Au sujet de l’Ukraine, la situation est surréaliste. Il paraît que la Russie a pris possession du Donbass, une ancienne province russe faut-il le rappeler, après avoir fomenté une parodie de référendum en Crimée annexée depuis. Mensonge ! La presse occidentale pro-américaine a l’air d’oublier qu’il existe un droit fondamental des peuples à disposer d’eux-mêmes et de leur destinée comme les Ecossais et les Catalans ont l’intention de le faire. Mensonge ! La guerre d’Irak a été fondée sur un mensonge, les supposées armes de destruction massive dont disposait Saddam Hussein ont servi de prétexte pour cette agression injustifiée. La Syrie a échappé à un bombardement par les Américains aidés par Israël au sujet de l’utilisation de gaz de combat. Mensonge ! Jamais aucune preuve n’a pu être apportée sur la table pour mettre en cause El Assad.

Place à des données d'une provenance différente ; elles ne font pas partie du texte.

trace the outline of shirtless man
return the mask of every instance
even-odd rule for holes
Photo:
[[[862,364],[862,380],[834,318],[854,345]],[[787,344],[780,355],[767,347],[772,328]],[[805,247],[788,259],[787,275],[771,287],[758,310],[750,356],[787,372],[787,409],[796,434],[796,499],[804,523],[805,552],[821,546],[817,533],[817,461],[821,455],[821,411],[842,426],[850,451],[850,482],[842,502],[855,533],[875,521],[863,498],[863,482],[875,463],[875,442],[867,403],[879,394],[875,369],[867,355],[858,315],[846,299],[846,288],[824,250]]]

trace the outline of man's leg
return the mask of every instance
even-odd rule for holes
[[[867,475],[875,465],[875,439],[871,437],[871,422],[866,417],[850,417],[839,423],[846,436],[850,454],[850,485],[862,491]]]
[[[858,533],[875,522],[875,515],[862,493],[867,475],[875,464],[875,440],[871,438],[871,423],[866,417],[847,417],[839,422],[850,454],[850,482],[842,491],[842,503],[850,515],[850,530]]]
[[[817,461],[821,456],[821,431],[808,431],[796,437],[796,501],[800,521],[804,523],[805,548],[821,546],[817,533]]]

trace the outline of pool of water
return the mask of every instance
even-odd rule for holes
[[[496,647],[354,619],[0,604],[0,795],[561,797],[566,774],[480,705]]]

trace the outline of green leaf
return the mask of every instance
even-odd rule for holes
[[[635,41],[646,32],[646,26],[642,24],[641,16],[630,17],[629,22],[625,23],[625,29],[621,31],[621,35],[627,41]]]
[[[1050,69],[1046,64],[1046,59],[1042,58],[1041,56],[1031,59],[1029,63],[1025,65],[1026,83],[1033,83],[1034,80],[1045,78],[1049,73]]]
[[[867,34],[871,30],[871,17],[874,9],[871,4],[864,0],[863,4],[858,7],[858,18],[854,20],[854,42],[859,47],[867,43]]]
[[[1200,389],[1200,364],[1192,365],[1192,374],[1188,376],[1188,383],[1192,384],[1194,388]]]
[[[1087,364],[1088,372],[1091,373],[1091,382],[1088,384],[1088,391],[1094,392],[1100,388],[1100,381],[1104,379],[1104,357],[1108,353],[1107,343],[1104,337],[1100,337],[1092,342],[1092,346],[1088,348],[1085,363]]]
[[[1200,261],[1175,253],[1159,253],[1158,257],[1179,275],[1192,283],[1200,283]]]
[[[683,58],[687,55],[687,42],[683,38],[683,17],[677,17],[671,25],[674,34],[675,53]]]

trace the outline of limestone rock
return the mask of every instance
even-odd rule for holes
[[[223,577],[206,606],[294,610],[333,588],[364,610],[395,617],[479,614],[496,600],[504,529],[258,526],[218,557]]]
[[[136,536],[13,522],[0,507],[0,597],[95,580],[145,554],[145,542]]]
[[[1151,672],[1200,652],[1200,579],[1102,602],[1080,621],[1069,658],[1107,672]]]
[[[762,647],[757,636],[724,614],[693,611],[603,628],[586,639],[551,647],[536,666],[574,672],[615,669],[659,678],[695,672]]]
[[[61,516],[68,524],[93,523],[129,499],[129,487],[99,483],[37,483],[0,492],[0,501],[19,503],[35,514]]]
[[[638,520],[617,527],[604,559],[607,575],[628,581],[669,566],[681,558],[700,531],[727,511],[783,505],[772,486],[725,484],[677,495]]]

Pour en terminer avec tous ces mensonges il est stupéfiant de constater que les boites noires du vol MH17 n’aient toujours pas révélé pourquoi cet aéronef civil avait été détourné intentionnellement de son couloir aérien et par qui il avait été abattu. Ce serait gênant de révéler la vérité et les autorités Néerlandaises en possession des boites noires n’ont encore rien révélé … Il faut préparer un gros mensonge pour ne pas humilier le pouvoir en place à Kiev et par la même occasion admettre que la Russie, le seul pays à avoir apporté des preuves convaincantes sur ce regrettable fait de guerre, n’est finalement pas partie prenante ni de près ni de loin dans le conflit. Mensonge ! J’ignorais que les Néerlandais étaient des Goebbeliens … comme Hollande, comme Cameron, comme Merkel et comme Obama. Le mensonge ça paie, ça a toujours payé et ça paiera encore.